“Anche a te / capitava di sentirti sopraffare da una domanda semplice / e avere voglia di dissolverti nell’aria / pur di non rispondere / e prendere in prestito le lacrime di altri / quando le tue erano ormai evaporate”
Si apre così l’album del quartetto torinese “Il terzo istante”: con un manifesto di dolore ed estraneità dal titolo, molto significativo, “Dissolversi”.
Nove tracce che sfuggono a qualsiasi accostamento e catalogazione ma fanno presa come pochi sui lati oscuri dell’ascoltatore.
Il rock del Terzo istante è raffinato, scivola fra pianoforte, giri intriganti di basso, batteria mai lineare e una chitarra che non diventa distorta molto spesso, ma quando lo fa graffia, attacca senza mezzi termini.
Per trovare delle coordinate, forse, dovremmo rovistare fra certo rock d’autore nostrano: mi verrebbe da citare gli Scisma – ma credo solo perché influenzato dalla partecipazione di Paolo Benvegnù ad una traccia dell’album – o, più probabilmente, Moltheni/Umberto Maria Giardini, sebbene nella realtà dei fatti nessuno di questi accostamenti renda realmente l’idea di cosa aspettarsi quando si mette su questo cd intitolato “Estraneo”. E forse l’estraneità è proprio la chiave di lettura: sia nell’essere diverso da ogni altro universo musicale conosciuto che nell’addentrarsi in certi territori difficili, esplorati nei testi con una semplicità efficace e disarmante.
“Scegliere” ha un ritmo tribale e ipnotico, su cui la voce di Lorenzo De Masi sentenzia, implacabile: “Credi sia un caso che la classe dirigente sia un po’ in affanno / gli analfabeti un tempo la votavano, ora la fanno”, e ancora “che differenza fa morire in ospedale / o soffocati nella stiva di una nave / come fai a dormire sereno?”.
In “Materia grigia” sembra si possa riprende fiato (“Ma il cielo bisogna respirarlo / non toccarlo con un dito”) ma nel finale il ritmo si fa di nuovo incalzante e magnetico.

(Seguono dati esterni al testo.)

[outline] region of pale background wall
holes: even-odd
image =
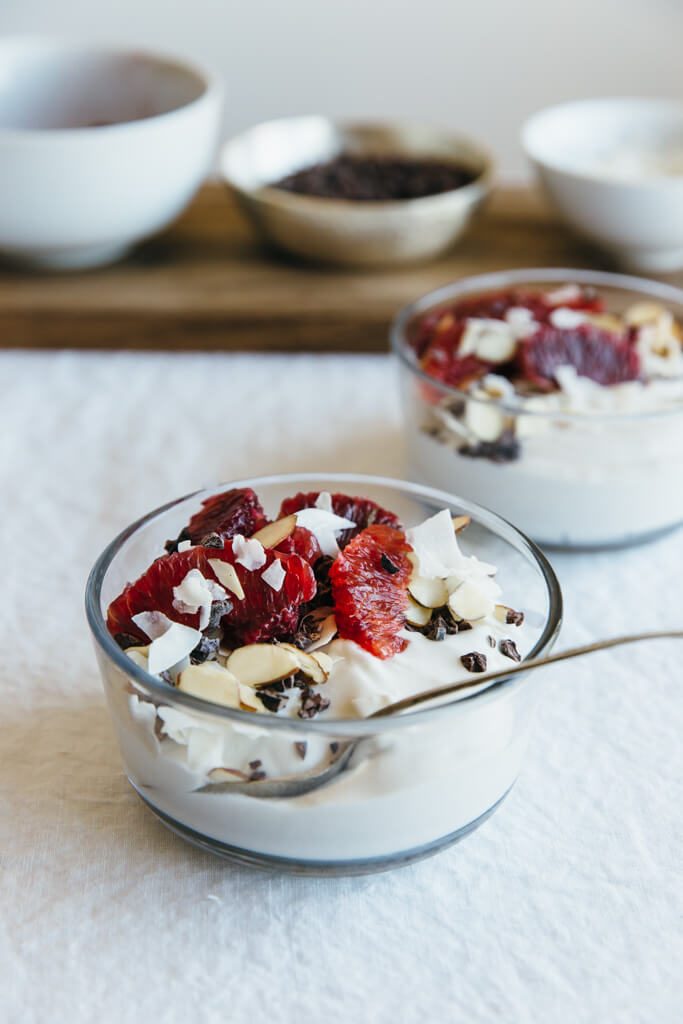
[[[226,83],[226,133],[284,114],[405,115],[487,141],[548,103],[683,95],[683,0],[0,0],[0,32],[170,47]]]

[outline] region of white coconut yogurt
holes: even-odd
[[[560,391],[519,398],[518,413],[467,403],[467,443],[507,428],[518,443],[511,461],[460,454],[463,418],[415,403],[414,470],[546,544],[622,543],[683,522],[683,380],[606,388],[569,367],[559,377]]]
[[[529,647],[524,626],[493,616],[441,642],[407,636],[406,650],[386,661],[351,641],[333,641],[329,653],[340,660],[325,684],[330,708],[317,721],[364,717],[466,678],[460,656],[473,650],[486,653],[491,671],[509,666],[489,636],[496,643],[514,639],[522,655]],[[218,766],[248,771],[258,762],[271,776],[323,768],[332,758],[330,743],[345,742],[332,725],[329,733],[313,732],[293,718],[291,733],[275,731],[259,715],[253,724],[202,718],[123,691],[115,718],[134,786],[181,825],[271,857],[364,860],[438,843],[490,810],[519,772],[534,699],[527,683],[462,705],[443,721],[371,736],[335,781],[293,799],[231,794],[228,786],[212,792],[207,784]],[[155,728],[157,716],[165,735]]]
[[[323,864],[410,856],[448,841],[503,798],[526,747],[535,700],[530,683],[480,693],[398,728],[391,719],[378,720],[376,731],[368,724],[344,770],[303,795],[230,791],[235,780],[257,785],[261,778],[324,769],[349,742],[335,719],[366,719],[404,697],[464,679],[476,692],[478,673],[504,670],[529,653],[534,630],[521,610],[501,603],[495,567],[461,551],[448,512],[409,530],[408,538],[410,586],[415,593],[443,588],[447,607],[466,613],[458,619],[453,612],[458,632],[436,640],[405,628],[405,649],[385,659],[339,637],[318,646],[331,668],[314,687],[326,701],[314,727],[300,714],[296,687],[274,712],[261,707],[261,713],[225,717],[212,713],[211,704],[190,711],[172,696],[168,703],[151,698],[117,670],[109,700],[124,760],[154,809],[231,850]],[[150,625],[156,632],[158,618]],[[146,667],[155,643],[133,649],[131,658]],[[176,669],[182,680],[183,665]]]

Subito dopo si trova qualche coordinata, qualche appiglio più preciso, perché “Sei dicembre” sembra davvero uscita dalla penna di Umberto Maria Giardini, mentre in “L’avresti detto” ho avuto quasi l’impressione di ascoltare i “Management del dolore post-operatorio”, specie nelle inflessioni della voce.
Al di là degli accostamenti più o meno veritieri, però, è certo che “Estraneo” è un album che merita fiducia, che emoziona e scuote, a volte angoscia, spesso fa riflettere. Siamo di fronte a una composizione molto ben riuscita e ad arrangiamenti travolgenti. Si passa dalle atmosfere dark a crescendo vorticosi senza mai annoiarsi.
Ottimo lavoro, quindi, per i quattro piemontesi, con l’auspicio di vederli calcare presto i palchi importanti che meritano.